The supervisor pattern goes beyond simple routing. A manager agent creates a structured plan (as JSON), then executes each step by delegating to the appropriate sub-agent. Each step receives the accumulated context from previous steps, enabling later agents to build on earlier work. This pattern is more powerful than routing because it handles multi-step tasks where the output of one agent feeds into the next.

The manager uses json_object response format to ensure the plan is machine-parseable. The accumulated context string grows with each step, giving each subsequent agent full visibility into what has already been accomplished. Finally, the manager synthesizes all step results into a coherent output — this is important because individual step results may be fragmented or use inconsistent terminology.

type Step struct {
Agent string
Task string
}
func planAndExecute(ctx context.Context, manager llm.ChatModel, agents map[string]llm.ChatModel, goal string) (string, error) {
// Step 1: Manager creates a plan
planMsgs := []schema.Message{
schema.NewSystemMessage(`You are a project manager. Break down the goal into steps.
For each step, specify which agent should handle it (researcher, coder, writer).
Respond in JSON format: [{"agent": "researcher", "task": "..."}]`),
schema.NewHumanMessage(goal),
}
planResp, err := manager.Generate(ctx, planMsgs,
llm.WithResponseFormat(llm.ResponseFormat{Type: "json_object"}),
)
if err != nil {
return "", fmt.Errorf("plan: %w", err)
}
var steps []Step
if err := json.Unmarshal([]byte(planResp.Text()), &steps); err != nil {
return "", fmt.Errorf("parse plan: %w", err)
}
// Step 2: Execute each step
var results []string
var accumulatedContext string
for i, step := range steps {
fmt.Printf("Step %d: [%s] %s\n", i+1, step.Agent, step.Task)
agent, ok := agents[step.Agent]
if !ok {
return "", fmt.Errorf("unknown agent: %s", step.Agent)
}
msgs := []schema.Message{
schema.NewSystemMessage("Complete the following task. Use the context provided from previous steps."),
schema.NewHumanMessage(fmt.Sprintf("Task: %s\n\nContext from previous steps:\n%s", step.Task, accumulatedContext)),
}
resp, err := agent.Generate(ctx, msgs)
if err != nil {
return "", fmt.Errorf("step %d (%s): %w", i+1, step.Agent, err)
}
result := resp.Text()
results = append(results, result)
accumulatedContext += fmt.Sprintf("\n--- Step %d result ---\n%s\n", i+1, result)
}
// Step 3: Manager synthesizes final output
synthMsgs := []schema.Message{
schema.NewSystemMessage("Synthesize the following step results into a coherent final output."),
schema.NewHumanMessage(accumulatedContext),
}
final, err := manager.Generate(ctx, synthMsgs)
if err != nil {
return "", fmt.Errorf("synthesize: %w", err)
}
return final.Text(), nil
}

When agents need to share structured data beyond the conversation context (such as intermediate computation results, configuration values, or cross-cutting metadata), a thread-safe shared state store provides a clean solution. The sync.RWMutex allows concurrent reads from multiple agents while serializing writes, which is important when agents run in parallel goroutines. Beluga AI’s state package provides a more full-featured version of this pattern with Watch support for reactive updates.

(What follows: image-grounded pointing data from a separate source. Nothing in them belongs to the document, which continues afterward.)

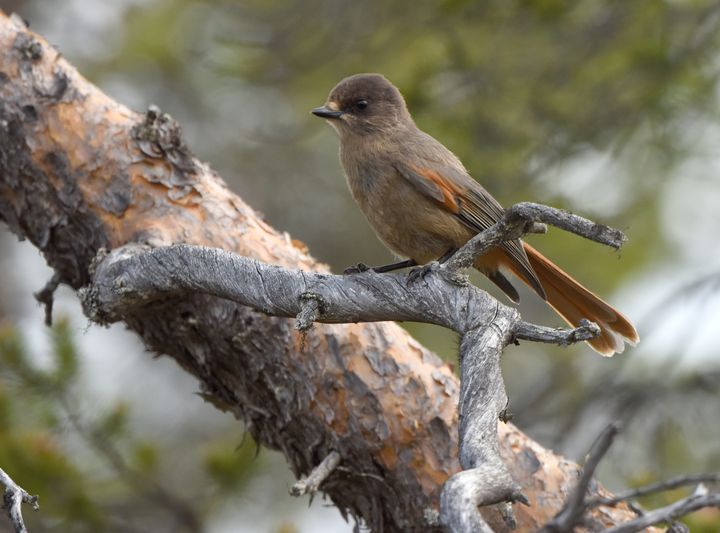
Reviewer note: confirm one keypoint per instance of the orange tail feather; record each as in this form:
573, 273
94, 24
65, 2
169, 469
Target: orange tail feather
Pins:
574, 302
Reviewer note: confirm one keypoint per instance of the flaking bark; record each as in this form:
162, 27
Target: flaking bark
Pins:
80, 173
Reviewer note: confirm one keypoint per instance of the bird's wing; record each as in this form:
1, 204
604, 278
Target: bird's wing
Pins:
457, 192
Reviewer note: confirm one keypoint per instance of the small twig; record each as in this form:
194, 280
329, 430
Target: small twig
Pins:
14, 497
527, 217
662, 486
668, 514
311, 483
562, 336
46, 297
572, 511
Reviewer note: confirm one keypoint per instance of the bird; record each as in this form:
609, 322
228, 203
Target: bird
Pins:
424, 205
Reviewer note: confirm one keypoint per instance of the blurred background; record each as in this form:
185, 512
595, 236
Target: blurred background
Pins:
609, 109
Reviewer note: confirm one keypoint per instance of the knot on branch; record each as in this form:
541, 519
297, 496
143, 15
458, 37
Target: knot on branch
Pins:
312, 306
159, 136
46, 296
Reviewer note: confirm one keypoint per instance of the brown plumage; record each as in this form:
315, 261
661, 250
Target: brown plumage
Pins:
422, 203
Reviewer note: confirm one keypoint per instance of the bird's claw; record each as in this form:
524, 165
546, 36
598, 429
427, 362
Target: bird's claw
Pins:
356, 269
419, 273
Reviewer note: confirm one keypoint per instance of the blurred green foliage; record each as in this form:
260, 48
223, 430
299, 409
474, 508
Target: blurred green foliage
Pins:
592, 106
42, 432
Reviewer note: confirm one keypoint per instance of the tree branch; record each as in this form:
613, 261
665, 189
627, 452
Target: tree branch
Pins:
14, 497
311, 483
668, 514
523, 218
81, 173
573, 510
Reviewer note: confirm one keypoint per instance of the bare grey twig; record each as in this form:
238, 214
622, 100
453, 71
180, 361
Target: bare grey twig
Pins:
561, 336
571, 513
130, 277
661, 486
523, 218
14, 497
668, 514
311, 483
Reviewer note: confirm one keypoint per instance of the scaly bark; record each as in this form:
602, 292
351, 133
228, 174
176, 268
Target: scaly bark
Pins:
80, 173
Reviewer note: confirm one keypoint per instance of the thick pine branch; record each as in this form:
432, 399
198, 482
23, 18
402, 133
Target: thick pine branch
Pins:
80, 173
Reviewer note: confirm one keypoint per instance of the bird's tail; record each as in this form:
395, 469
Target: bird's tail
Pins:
574, 302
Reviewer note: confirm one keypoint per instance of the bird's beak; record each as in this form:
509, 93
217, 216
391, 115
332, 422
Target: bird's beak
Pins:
326, 112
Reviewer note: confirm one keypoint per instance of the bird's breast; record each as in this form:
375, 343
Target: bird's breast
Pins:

// Shared state via a simple map
type SharedState struct {
mu sync.RWMutex
data map[string]any
}
func (s *SharedState) Set(key string, value any) {
s.mu.Lock()
defer s.mu.Unlock()
s.data[key] = value
}
func (s *SharedState) Get(key string) (any, bool) {
s.mu.RLock()
defer s.mu.RUnlock()
v, ok := s.data[key]
return v, ok
}

Create a “Software House” simulation:

  1. Product Manager defines specs from a user request.
  2. Developer writes code based on the specs.
  3. QA reviews the code and provides feedback.

Input: “Build a URL shortener in Go.” Verify the agents interact and produce a coherent result.